Sciences Po | Ceri - CNRS  
     
 

Édito

  L’Inde de Modi, un an après : un bilan (in)attendu  
     
 

Par Christophe Jaffrelot

Les seizièmes élections générales indiennes ont porté Narendra Modi au pouvoir il y a un an exactement donnant même à son parti, le Bharatiya Janata Party (Parti du peuple indien, BJP), une majorité absolue à la chambre basse du parlement (la Lok Sabha). Depuis, contrairement à ses promesses, la politique économique n’a pas été au cœur de son action. En revanche, le Premier ministre a fait bouger les lignes du jeu politique mais a surtout créé la surprise sur le front diplomatique par un activisme dont témoigne le nombre de ses voyages à l’étranger.

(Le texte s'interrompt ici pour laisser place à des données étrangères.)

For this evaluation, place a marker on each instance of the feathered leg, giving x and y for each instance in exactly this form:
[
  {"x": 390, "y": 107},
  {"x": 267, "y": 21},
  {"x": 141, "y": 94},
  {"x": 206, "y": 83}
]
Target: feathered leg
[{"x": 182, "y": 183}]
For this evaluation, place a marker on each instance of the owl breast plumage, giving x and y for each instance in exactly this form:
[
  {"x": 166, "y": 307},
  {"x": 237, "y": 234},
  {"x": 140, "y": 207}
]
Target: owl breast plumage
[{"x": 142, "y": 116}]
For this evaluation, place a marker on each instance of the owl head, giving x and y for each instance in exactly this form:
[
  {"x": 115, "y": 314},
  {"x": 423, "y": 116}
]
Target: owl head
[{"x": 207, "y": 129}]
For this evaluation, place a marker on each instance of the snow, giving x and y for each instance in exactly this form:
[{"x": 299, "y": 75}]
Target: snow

Economie : la réforme à pas comptés

Le programme électoral du BJP prévoyait de libérer l’Inde du socialisme à la Nehru. Certes, des mesures ont été prises en faveur des entreprises dont le taux d’imposition est passé de 30% à 25%. Mais, le niveau des subventions – bête noire des économistes libéraux qui entourent le Premier ministre – n’a pas baissé, du moins dans le budget. Reste à voir si celles-ci seront effectivement distribuées. En fait, il a fallu attendre le mois d’avril dernier pour voir le gouvernement Modi s’attaquer à une réforme majeure, celle d’une loi phare de l’ère Manmohan Singh qui visait à protéger les paysans contre l’expansion de l’industrie et des entreprises minières. Le texte stipulait que l’expropriation des habitants d’un village n’était possible que si 80% de ces derniers acceptaient les compensations qui leurs étaient proposées. Le gouvernement Modi se propose d’amender cette loi en levant en faisant sauter la clause de la consultation des habitants quand il s’agit, notamment, de créer un corridor industriel. Ce projet pourrait susciter des manifestations populaires dont l’opposition est susceptible de tirer parti.

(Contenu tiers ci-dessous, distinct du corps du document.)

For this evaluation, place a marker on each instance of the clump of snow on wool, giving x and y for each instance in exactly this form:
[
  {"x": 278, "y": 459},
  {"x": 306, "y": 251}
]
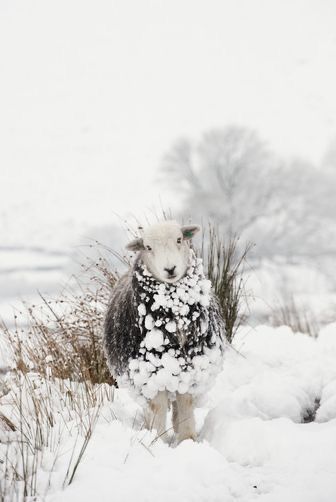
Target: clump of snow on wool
[{"x": 159, "y": 367}]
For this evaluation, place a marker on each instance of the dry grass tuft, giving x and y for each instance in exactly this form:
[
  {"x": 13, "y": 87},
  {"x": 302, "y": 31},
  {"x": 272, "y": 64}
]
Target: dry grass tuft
[{"x": 225, "y": 266}]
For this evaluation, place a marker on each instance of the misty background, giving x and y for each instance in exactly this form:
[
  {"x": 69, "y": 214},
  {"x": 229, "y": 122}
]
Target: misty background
[{"x": 111, "y": 111}]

La personnalisation du pouvoir

L’arrivée au pouvoir d’un parti majoritaire à la Lok Sabha, une première depuis 1984, ne pouvait manquer de se traduire par une centralisation du pouvoir tranchant avec le fonctionnement chaotique des coalitions à géométrie variable qui ont prévalu de 1996 à 2014. Mais peu d’observateurs avaient prévu une telle concentration du pouvoir dans les mains d’un seul homme. En effet, Narendra Modi règne sans partage. Son gouvernement ne compte que quatre personnalités dotées d’une expérience ministérielle ou ayant occupé des responsabilités nationales au sein du BJP et certaines de ces figures n’ont pas même été autorisées à choisir seules leur chef de cabinet. Toutes sont en outre court-circuitées par le Prime Minister Office qui s’adresse directement à leurs administrations. Enfin, Modi est parvenu à imposer son plus fidèle lieutenant, Amit Shah à la tête du BJP.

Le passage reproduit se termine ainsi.